Perry does a great job of connecting himself and the folks around him to the landscape – in a way that resonates on a very basic level – and reminds me of my own trips back to the small town I grew up in.  When he goes running, he relives the myriad events of his childhood that occurred on each particular street and corner, overlaid by the fire and rescue calls of adulthood.  So one street may be where he received a scar as a young, rough-playing boy, the next a house where he wasn’t able to save an elderly man after a heart attack.  Each is treated with vivid detail and adept delicacy.  These are not the essays of a hero in his own mind, but a man humbled by the trust placed in him by his community.  And someone who knows that laughing at your own screw-ups is the only way to keep your sanity when life throws you a curve.

As I hurry to finish this book before I need to return it to the library (thinking phrases like ‘the writing isn’t great but is good, author really gives you a sense of what the experience of fire and rescue is like for him’), I had almost decide that it was a decent book but nothing outstanding.  But that was before it made me cry, and then made me bawl like a baby.  I’m sure it won’t have that effect on everyone.  But Perry clearly understand grief and has the chops to make you feel it if you have any inclination towards visceral empathy.

When he describes the quiet grief of a man – a stranger to him – who has lost a child, I teared up.  I have a child, and Perry’s gentle descriptions were heartbreaking without a hint of being over-wrought.  But it was the passages regarding the loss of his young sister-in-law that make it impossible for me to see the words on the page (both his as I read and these as I attempt to write them).

My sister lost her husband to a drunk-driving accident 3 and ½ years ago, and the picture this man paints – of a husband who responds to an accident scene where his new wife has been hit, how his mother is there performing CPR as his brother blows air into his own wife’s injured lungs, how they are surrounded by the friends and family who make up the volunteer crew, and later the professionals arrive and pronounce her dead there on the soil they both spent their lives on – these are some of the most heart-breaking and emotionally charged sentences I’ve ever read.

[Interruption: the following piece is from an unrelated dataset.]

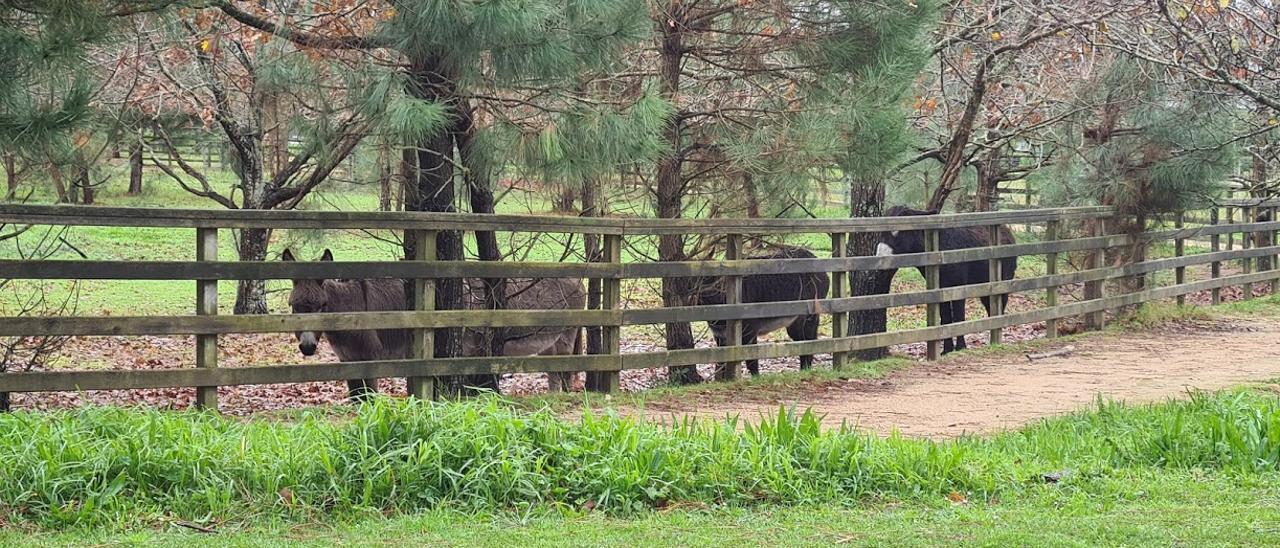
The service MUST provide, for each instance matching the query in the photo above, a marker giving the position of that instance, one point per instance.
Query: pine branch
(298, 36)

I admit, my situation makes them more personal to me, but this is a book that brings life – and death – remarkably up close and personal.

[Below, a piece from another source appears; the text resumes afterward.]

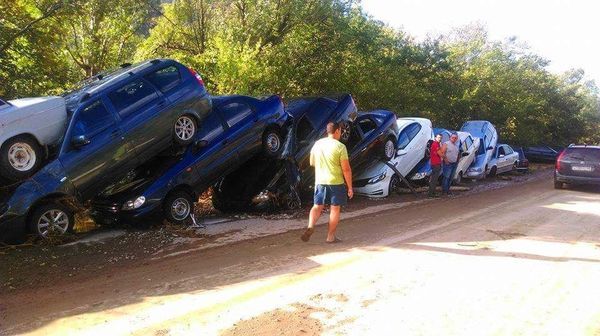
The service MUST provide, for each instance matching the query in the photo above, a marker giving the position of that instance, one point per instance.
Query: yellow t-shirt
(328, 154)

I would not characterize this book as a tear-jerker (though it made me cry) or a comic story (though it made me laugh).  This book does what the best stories – whether so-called non-fiction or the truly fictitious – do so well, put all the experiences of one life into words that allow us to recognize our own. I wouldn’t call him a favorite author after only one book, but I will certainly be checking out his other books to see if they measure up to this one.